Without further ado, here are the tools that I carry with me on any exit regardless of distance:
- Tube: even though my gravel uses a tubeless tire, it doesn’t hurt to carry a tube in case the hole is too big, and the sealant can’t do its job.
- Multi-function wrench tool with various sizes and screwdriver.
- Tire and tube patches. The rim patch is somewhat larger and thicker.
- Key to remove air valve. My tires use a presta valve and since they are tubeless, the upper part of the valve is removed to fill with sealing fluid (or anti-puncture).
- Additional presta valve.
- Patch glue. It may not be necessary but just in case.
- Spatula to remove the tire.
- Sandpaper to file the damaged tire or tube area.
- Needle to introduce tubeless rim repair wicks.
- Tubeless tire repair wicks.
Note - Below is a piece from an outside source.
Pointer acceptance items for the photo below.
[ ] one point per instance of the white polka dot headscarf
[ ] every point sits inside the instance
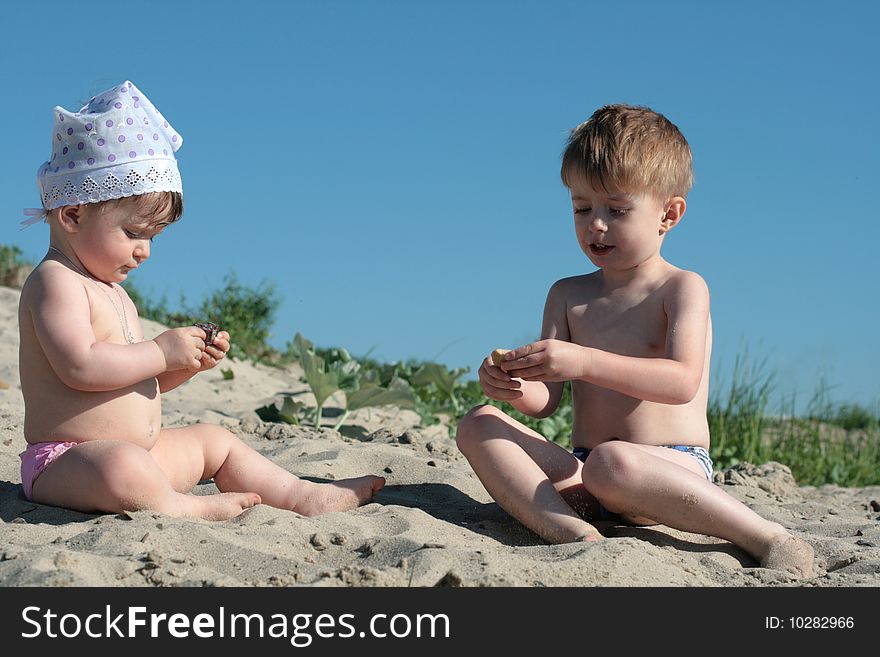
(117, 145)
If the hole in the tire is large, you will surely need to put a wick on the tire, as the patch is not enough.
- Safety cable, to tie the bicycle when I stop at a store to buy drinks and food.
- Small knife wrapped in tape. It’s actually a piece of razor blade.
- Chain lock, in case the one with the chain should burst.
I carry all the above in a tool storage bottle and you can see it in the following image. By the way, it is a Bontrager brand.
The bottle is small, but you can buy a bigger one. If this is the case, you must make sure that it fits in the bottle holder of your bicycle.
I must admit that the tools, the tube, and security cable hardly fit in the tool storage bottle, but for now it is enough for me.
On the other hand, and in addition to all the aforementioned, do not forget to bring an air pump and there are of all kinds.
Some cyclists choose to carry more or less tools. Everything will depend on the personal experience of each one. What I don’t have is:
- Chain braker, although it may happen that the chain breaks, it is very rare. However, I confess that once my chain burst, but it was riding on my MTB and luckily a cousin who was with me fixed it. I am very bad with mechanics.
- Spoke wrench. It feels bulky to me and lightning or loosening a spoke is very-very rare.
But if on your first trips taking these two tools, or at least the first one, makes you feel more secure, then go ahead. The important thing is to gain experience and that brings confidence.
Where to carry the tools
On where to take the tools, this is also a matter of personal preference. The experience will tell you which is the best place.
There are multiple locations, but the main options are:
- Seat bag: It is the most traditional place and there are bags of all sizes, materials, brands, and colors.
- Jersey pockets: if you have a cycling jersey with pockets it may be an option. Personally, it is not my favorite place. Here I prefer to place the cell phone or nutritional bars or the wallet, although lately I do not use these pockets, because with the heat it makes me sweat more and the articles get wet.
- Handlebar bag: It is a fashionable option although it is used more to carry the cell phone, wallet, or food.
- Tool storage bottle: It is a very popular option among gravel riders, but not among road or MTB cyclists, since the most common is in a seat bag. Such bikes do not have a third bottle holder, even some MTBs only have one.
Personally, I prefer the tool storage holder, as I explained previously, and in the following image you can see its location, which is at the inferior side of the bottom tube of the bicycle frame. Putting it here, the other two bottle holders are free to be used.
There are plenty of tools that can be carried when pedaling on the bike. However, you should consider the inconvenience that this generates, weight and space in your storage areas.
If carrying other tools makes you feel safe, then do it. Consider that the type of route and the distance you will travel are factors that you must also consider defining which ones to take. One more factor is whether you will go alone or accompanied. If it is the latter, it is not necessary that the two or three cyclists have a chain breaker.
In the end, it is, I insist, experience. Useful not only in life, but also in cycling.